For anyone observing the latest dramatic and historic developments in the Middle East in the past two months, it is obvious that the U.S. State Department is acting out of step with what’s really happening on the ground. Playing catch up and having to change alliances at the last minute not because it wants to but because it has to.
The reputation of the U.S. in the Middle East is on the line today more so than ever before. Protesters are criticizing the U.S.’s role in their lives as they chant slogans asking their leaders to step down.
Secretary Clinton said today that the U.S wants “peaceful, orderly transition to free, fair & credible elections that lead to real democracy in Egypt.”
What does that really mean, now that tens of thousands of protesters are in the streets of Cairo defying a curfew and threats of “severe consequences” as stated in the military’s communiqué? These words don’t mean much anymore and they certainly don’t carry much weight, not in this stage of the political game at least.
The reason is simple: The people demanding the change already feel betrayed by the U.S. administration for supporting the Mubarak regime up until this point. Even now, the U.S. rhetoric is still not direct enough to satisfy the protesters who feel they are very close to reaching their goal of change; judging by their defiance, they can almost taste the freedom they’ve been asking for.
It is high time the U.S. realizes that most Arabs don’t trust its foreign policy and are skeptical of its intentions. This is the message across the Middle East not just in Egypt or as we’ve seen earlier in Tunisia.
In case the Obama administration is not aware, Jordanians are demonstrating against the current government and holding protests demanding the Prime Minister step down. If the Jordanian Monarch, one of the U.S.’s main allies doesn’t respond to his peoples’ demand, the protests will sooner or later turn against him and his monarchy. What will the U.S. do then? React?
Yemen is boiling. Secretary Clinton just visited Yemen to forge alliances in the fight on terrorism with the man people want out. What is the U.S. waiting for to act there to protect its interests?
Bahrain, another U.S. ally, known as the Vegas of the Middle East has been seeing opposition activity and a desire for reform.

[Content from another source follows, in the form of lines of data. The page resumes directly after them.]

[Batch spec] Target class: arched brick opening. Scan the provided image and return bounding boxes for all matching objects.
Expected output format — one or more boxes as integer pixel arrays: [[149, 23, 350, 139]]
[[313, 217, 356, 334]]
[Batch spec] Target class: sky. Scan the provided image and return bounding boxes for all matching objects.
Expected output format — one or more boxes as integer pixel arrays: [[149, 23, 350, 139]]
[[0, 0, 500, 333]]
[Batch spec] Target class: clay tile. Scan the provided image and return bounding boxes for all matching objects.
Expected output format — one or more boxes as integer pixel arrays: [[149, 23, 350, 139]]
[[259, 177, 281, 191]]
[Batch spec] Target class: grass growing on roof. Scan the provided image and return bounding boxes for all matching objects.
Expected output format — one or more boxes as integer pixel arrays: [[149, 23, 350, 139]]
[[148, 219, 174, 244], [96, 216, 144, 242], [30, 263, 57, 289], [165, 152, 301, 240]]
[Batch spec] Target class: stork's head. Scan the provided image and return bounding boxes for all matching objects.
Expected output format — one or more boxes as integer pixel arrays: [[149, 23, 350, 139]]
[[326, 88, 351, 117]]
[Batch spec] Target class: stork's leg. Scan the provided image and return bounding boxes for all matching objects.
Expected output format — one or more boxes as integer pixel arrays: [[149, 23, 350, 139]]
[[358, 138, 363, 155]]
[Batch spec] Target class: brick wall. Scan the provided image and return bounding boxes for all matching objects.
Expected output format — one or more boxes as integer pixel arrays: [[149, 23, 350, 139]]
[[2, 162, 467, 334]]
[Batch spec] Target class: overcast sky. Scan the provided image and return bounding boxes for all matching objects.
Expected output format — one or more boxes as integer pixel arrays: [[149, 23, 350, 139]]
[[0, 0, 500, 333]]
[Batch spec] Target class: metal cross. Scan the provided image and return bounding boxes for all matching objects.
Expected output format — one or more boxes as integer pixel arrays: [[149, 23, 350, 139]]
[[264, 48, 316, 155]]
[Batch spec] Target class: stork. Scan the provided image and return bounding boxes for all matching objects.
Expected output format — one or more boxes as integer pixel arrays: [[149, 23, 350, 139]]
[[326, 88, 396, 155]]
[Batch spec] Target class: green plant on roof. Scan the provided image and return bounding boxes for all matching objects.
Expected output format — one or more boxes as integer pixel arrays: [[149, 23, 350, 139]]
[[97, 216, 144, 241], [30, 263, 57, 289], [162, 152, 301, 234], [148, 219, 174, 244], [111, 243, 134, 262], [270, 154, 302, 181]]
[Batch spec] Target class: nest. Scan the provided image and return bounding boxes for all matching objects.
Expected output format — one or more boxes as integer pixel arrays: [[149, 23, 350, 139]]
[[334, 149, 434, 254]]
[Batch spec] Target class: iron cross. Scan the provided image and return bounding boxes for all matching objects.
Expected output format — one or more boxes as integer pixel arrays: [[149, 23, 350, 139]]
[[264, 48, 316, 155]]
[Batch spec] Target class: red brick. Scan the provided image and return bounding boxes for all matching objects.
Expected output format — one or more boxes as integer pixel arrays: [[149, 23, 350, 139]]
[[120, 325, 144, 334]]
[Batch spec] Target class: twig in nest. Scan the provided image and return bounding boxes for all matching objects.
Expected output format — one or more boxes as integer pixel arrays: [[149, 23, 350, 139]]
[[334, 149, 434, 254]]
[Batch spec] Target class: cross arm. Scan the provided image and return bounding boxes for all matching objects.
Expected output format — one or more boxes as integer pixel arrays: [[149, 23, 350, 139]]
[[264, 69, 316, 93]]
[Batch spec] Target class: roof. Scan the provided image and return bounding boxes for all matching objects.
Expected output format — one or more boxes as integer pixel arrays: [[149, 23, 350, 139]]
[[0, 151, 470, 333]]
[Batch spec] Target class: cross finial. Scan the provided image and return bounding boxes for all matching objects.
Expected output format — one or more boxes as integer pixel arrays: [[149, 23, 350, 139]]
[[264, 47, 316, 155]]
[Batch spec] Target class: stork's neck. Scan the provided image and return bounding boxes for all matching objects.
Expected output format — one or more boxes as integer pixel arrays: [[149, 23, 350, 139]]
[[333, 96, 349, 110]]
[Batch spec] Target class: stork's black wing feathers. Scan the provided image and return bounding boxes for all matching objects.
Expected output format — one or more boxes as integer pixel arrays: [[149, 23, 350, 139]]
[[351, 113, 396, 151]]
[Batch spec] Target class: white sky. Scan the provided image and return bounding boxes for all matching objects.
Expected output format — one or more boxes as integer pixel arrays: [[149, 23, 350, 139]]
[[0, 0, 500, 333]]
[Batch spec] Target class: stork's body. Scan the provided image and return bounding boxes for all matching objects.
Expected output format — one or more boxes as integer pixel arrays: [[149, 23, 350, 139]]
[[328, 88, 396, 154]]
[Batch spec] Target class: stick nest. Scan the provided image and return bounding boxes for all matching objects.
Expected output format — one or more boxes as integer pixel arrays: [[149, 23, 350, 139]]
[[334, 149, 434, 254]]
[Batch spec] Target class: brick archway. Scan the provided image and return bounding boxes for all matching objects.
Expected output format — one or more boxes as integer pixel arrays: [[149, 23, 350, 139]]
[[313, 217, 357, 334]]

One shouldn’t discount varying degrees of instability in Sudan, Algeria, Libya, Kuwait, Saudi Arabia and the ever-troubled shaky Lebanon. Add to that the interest of some groups and countries to create havoc in the region and you get a much bigger problem than you ever imagined.
Syria’s opposition is getting ready to take to the streets. All one has to do is check their planned activities on line, on Facebook to be exact. After all, isn’t that how Egyptians organized themselves for their uprising? The first U.S. ambassador to Syria since 2005 just assumed his duties in the middle of the regional turmoil. If the U.S. has a message to Syrian President Bashar Assad, this is a good time to send it. If protests erupt in Syria next month or next year, the message then won’t have any effect.
Egypt’s January 25 uprising wasn’t a surprise; its enormous effect and reverberation across the world are. We knew about the specific #Jan25 as it was planned and organized openly on social networks. At that time, U.S. officials had started referring to their once-ally Zein El Abedine Ben Ali of Tunisia as a “dictator.” That only came after Tunisians, fed up of their dire economic conditions, preferred to die than take any more abuse from their dictator.
I hope Secretary Clinton can woman up to the extremely dangerous situation in Egypt. She needs to face and start a dialogue with the NEW Egyptian leaders the U.S. will be dealing with. The old tactics won’t work. Diplomacy should have a new strategy inspired by the sights and sounds of the streets of Cairo, Alexandria, Suez, Sidi Bouzid, Tunis and other Arab cities.
Along with the right Re-Action to Egypt, the U.S. should be Pro-Active on the Middle East scene to ensure its interests are preserved no matter who is in charge.
I’ve been observing and analyzing the Middle East for a long time. I can assure you that the winds of change have been blowing for a while. They have reached their peak in Tunisia and now in Egypt and they won’t stop here.
My sense is that across the Middle East, leaders of yesteryear won’t be the leaders of tomorrow. We need to get used to the idea and start dealing allies and foes accordingly.